Abstract
Indwelling Pleural Catheters (IPC) are increasingly being used for management of recurrent pleural effusions (RPEs). Use of IPC for management of both malignant and non-malignant recurrent pleural effusions has been associated with complications such as dysfunctional or nonfunctioning IPCs. Alteplase, a tissue plasminogen activator (tPA) is often used to restore flow of non-draining IPC in symptomatic patients.
We present a case of a sixty-eight-year old patient with life-threatening pleural hemorrhage following intrapleural catheter instillation of tPA that was managed successfully by thoracotomy. Our case describe the importance of individualizing the fibrinolytic dose, frequency and the indwelling time in high risk patients. We have reviewed the current literature and recommendations for use of fibrinolytic therapy for IPC in high risk patients on anticoagulation.
Keywords: Indwelling pleural catheters (IPCs), Recurrent pleural effusions (RPEs), Hemothorax, Malignant pleural effusions, Complications
1. Introduction
With frequent use of Indwelling Pleural Catheters (IPCs) for the management of recurrent pleural effusions (RPEs), there has been an increased incidence of dysfunctional and non-draining IPCs encountered in clinical practice. The underlying mechanism is believed to be fibrin mediated disruption of pleural fluid drainage. While partial blockage can be managed initially by flushing the catheter with saline solution, certain cases may require either invasive or noninvasive strategies [1,2]. Alteplase, a tissue plasminogen activator (tPA) is often used to restore the flow of non-draining IPC in symptomatic patients [3]. However, there are no specific guidelines addressing the safety, ideal dosing, pharmacokinetics, and efficacy of tPA in patients on concurrent anticoagulation. The ideal dosing, frequency, diluent, and the dwell time for intra-pleural catheter administration of tPA is largely derived from anecdotal evidence and vary amongst institutions given the scarcity of available literature. Hemothorax is a rare but potentially life-threatening complication associated with the use of tPA in the IPCs. Herein we report a case of a sixty eight-year-old patient on anticoagulation therapy with apixaban who suffered a life threatening pleural hemorrhage following the instillation of tPA in the IPC requiring emergent thoracotomy.
2. Case presentation
A 68-year-old patient with a history of atrial fibrillation on apixaban and chronic-kidney disease-stage-4 presented to the emergency department (ED) with shortness of breath of 1-week duration. Aftermaximally optimizing the renal and cardiac therapy, a right-sided IPC was placed for the palliation of RPE secondary to heart failure with reduced ejection fraction , three months prior to presentation.
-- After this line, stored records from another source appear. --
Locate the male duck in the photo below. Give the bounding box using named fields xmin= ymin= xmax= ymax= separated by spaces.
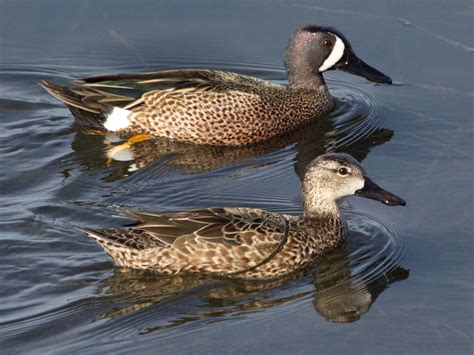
xmin=41 ymin=25 xmax=392 ymax=145
xmin=84 ymin=153 xmax=405 ymax=278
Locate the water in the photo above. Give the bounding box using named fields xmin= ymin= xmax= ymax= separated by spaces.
xmin=0 ymin=0 xmax=474 ymax=354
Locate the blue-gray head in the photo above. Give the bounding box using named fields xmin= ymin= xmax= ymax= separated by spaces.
xmin=285 ymin=25 xmax=392 ymax=86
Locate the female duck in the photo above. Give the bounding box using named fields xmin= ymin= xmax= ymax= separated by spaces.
xmin=85 ymin=154 xmax=405 ymax=278
xmin=42 ymin=25 xmax=392 ymax=145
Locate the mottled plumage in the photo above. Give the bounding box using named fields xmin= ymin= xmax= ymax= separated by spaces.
xmin=41 ymin=26 xmax=391 ymax=145
xmin=85 ymin=154 xmax=405 ymax=278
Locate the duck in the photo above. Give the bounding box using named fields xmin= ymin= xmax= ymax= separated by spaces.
xmin=40 ymin=25 xmax=392 ymax=146
xmin=83 ymin=153 xmax=406 ymax=279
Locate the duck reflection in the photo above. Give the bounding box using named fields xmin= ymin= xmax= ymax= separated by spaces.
xmin=98 ymin=243 xmax=409 ymax=332
xmin=72 ymin=108 xmax=393 ymax=181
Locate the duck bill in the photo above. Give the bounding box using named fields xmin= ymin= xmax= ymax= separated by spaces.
xmin=338 ymin=50 xmax=392 ymax=84
xmin=355 ymin=178 xmax=406 ymax=206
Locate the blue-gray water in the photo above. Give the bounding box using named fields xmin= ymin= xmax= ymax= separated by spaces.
xmin=0 ymin=0 xmax=474 ymax=354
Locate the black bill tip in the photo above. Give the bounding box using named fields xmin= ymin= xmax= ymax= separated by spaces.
xmin=337 ymin=51 xmax=392 ymax=84
xmin=355 ymin=178 xmax=406 ymax=206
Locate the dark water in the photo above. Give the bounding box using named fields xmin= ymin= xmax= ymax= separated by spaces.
xmin=0 ymin=0 xmax=474 ymax=354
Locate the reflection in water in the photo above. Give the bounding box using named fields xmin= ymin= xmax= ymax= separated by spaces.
xmin=98 ymin=227 xmax=409 ymax=334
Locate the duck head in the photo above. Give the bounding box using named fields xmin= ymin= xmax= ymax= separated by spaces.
xmin=303 ymin=153 xmax=406 ymax=214
xmin=285 ymin=25 xmax=392 ymax=86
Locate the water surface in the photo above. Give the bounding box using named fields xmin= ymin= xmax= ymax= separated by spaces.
xmin=0 ymin=0 xmax=474 ymax=354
Computed tomography (CT) of the chest in the ED revealed moderate pericardial effusion and bilateral pleural effusions with a stable right IPC (Fig. 1).
Fig. 1.
Non contrast axial chest-computed tomography lung window depicting Bilateral Pleural Effusion.
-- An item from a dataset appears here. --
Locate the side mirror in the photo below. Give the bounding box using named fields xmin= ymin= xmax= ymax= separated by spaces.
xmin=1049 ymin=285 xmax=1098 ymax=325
Bedside echocardiography revealed pericardial effusion with associated tamponade for which an emergent pericardiocentesis was performed with the evacuation of 300 ml of pericardial fluid followed by insertion of a pericardial drain. The hospital course was complicated by worsening kidney function requiring hemodialysis. Apixaban was discontinued on admission and the patient was transitioned to intravenous heparin. On day seven, chest Xray (CXR) revealed significant right pleural effusion raising suspicion for nonfunctional IPC. IPC flushing with saline was attempted but was unsuccessful. After discussion of benefits and risks of IPC instillation of tPA with the patient, a single dose of 4 mg tPA diluted in 20 ml normal saline was instilled through the IPC and allowed to dwell for 1 h. The patient tolerated the procedure well with drainage of greater than 150 mL(ml) of pleural fluid. The patency of the IPC was deemed to be restored. The patient had a prolonged hospital course during which apixaban was subsequently resumed on the 10th day of hospitalization. Subsequently, with decreasing IPC drainage and worsening right pleural effusion confirmed by the CXR, flushing of the IPC with saline was attempted on day 17th. As it was unsuccessful, a total of 4 mg of tPA diluted in 20 ml saline was instilled through the IPC with a dwell time of 4 hours. The patient subsequently reported worsening shortness of breath associated with right-sided chest pain. The coagulation profile showed INR of 1.40 and PTT of 32.90s. The CXR demonstrated large right pleural effusion(Fig. 2).
Fig. 2.
Chest X-Ray AnteroPosterior view revealing bilateral pleural effusions, Right > Left. Right Sided Indwelling Pleural Catheter (IPC).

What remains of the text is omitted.